My heart was bursting. There were two emotions going on: one of great joy and gratitude, seeing this 5-year-old siting in front of me that I get the privilege to call mine, whose young mind so clearly grasps the concept of the broken world we live in and our need for a savior. The other, of heavy sorrow, wondering if God led me into this conversation to prepare him for what lies ahead. Will he remember back to these words one day when I’m gone?

Again

The phone call came around 11 this morning. I was in my room, sitting by the window, scribbling a grocery list on the back of an envelope just as I answered my phone.  The moment his voice greeted me, I knew.

I knew. I knew. I knew.

And my thoughts immediately went to, I don’t want to be alone right now. Crap crap crap crap crap what do I do, I’m all alone and he’s going to tell me that it’s cancer.

I wonder what it’s like to pick up the phone and have to delivery that kind of news. I wonder if doctors do a little pep talk to themselves. I wonder if they imagine what their patient is doing at that very moment. I wonder if they just dissociate and mentally float off to a happier place.

Maybe they just think about what’s for dinner tonight. Not phased one bit.

Five seconds of small talk and he gets straight to it. They did find cancer. I’m sorry, I know it’s not what we were hoping for or expecting.

His tone is so kind. I try my hardest to be present in the moment and our conversation. I don’t want to let any detail slip past me. But I could feel myself drifting–like an astronaut floating slo-mo in space–and my mind went cloudy gray. I catch a few details:

Grade 3. Highly unusual characteristics. Colleagues and I are totally surprised.

I stare down at my grocery list I was making before I got the call.
carrots.
onions.
cheese.

Nodding and repeating “uh huh, uh huh” until I can’t anymore and the dam breaks loose.

It breaks when he asks if I want him to call J to relay the news. Um, no…well, uh…I don’t know…actually, okay, yes…can you please call him and let him know?

I’m crying and his discomfort is palpable in the silence on the other end. I try to hold it in. He’s a nice man, I don’t want to mess up his morning with my Ugly Sob.

I’m angry.  They were so sure it wasn’t cancer!  For the longest time, they didn’t even want to biopsy it.  Even during the biopsy they assured me it was nothing to worry about.

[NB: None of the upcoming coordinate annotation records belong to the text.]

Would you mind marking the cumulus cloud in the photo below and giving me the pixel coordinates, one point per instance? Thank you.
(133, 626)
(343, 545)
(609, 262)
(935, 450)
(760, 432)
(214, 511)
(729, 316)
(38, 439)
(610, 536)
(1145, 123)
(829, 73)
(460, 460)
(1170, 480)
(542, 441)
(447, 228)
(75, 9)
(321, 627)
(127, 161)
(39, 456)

I thank him and hang up the phone.

For a moment, everything is frozen, quiet. And then it comes: waves of heavy, from-the-gut, deep ugly sobs. I grab a nearby pillow and heave-cry into it. I want to not be alone, I want to call someone and just cry—and I don’t know who. I imagine J getting the news right now, this very moment, and the heave-cries get louder. I don’t want to put him through this again. I want more than anything not to have to put him through this again.

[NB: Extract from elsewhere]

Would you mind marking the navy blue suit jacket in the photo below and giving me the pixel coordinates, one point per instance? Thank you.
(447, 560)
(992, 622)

The pup inches his way closer to me and cocks his head as his eyes lock into mine. I grab him and rock back and forth with him in my arms, sobbing in my armchair, by the bed that I laid in like a vegetable for weeks as I recovered from my TBI.

Why is this happening? I need someone or something to blame. My doctors? Me? Too much stress? Too much sugar? God?

I know that I’m not right in blaming God. I know this. But my mind automatically goes there. Why, God? This is so unfair! What did I do that you think this is what should happen to me and my family, again? How are we going to survive this? We’ve all had to endure too much…this is too much.

Too much.

Too much.

Like dried glue

I’m sitting on my couch with my jacket on. I’ve been here 30 minutes, which is how long ago I should have stepped out the front door. 

I have a follow-up at the cancer center for more scans to see if a few masses have changed/grown. And despite the fact that I have five different places to stop by before picking S up from the bus stop, my bum remains glued to this couch. Shivering, because my jacket is flimsy and I turned the heat off 30 minutes ago. 

I hate how paralyzingly of a force cancer continues to be in my life.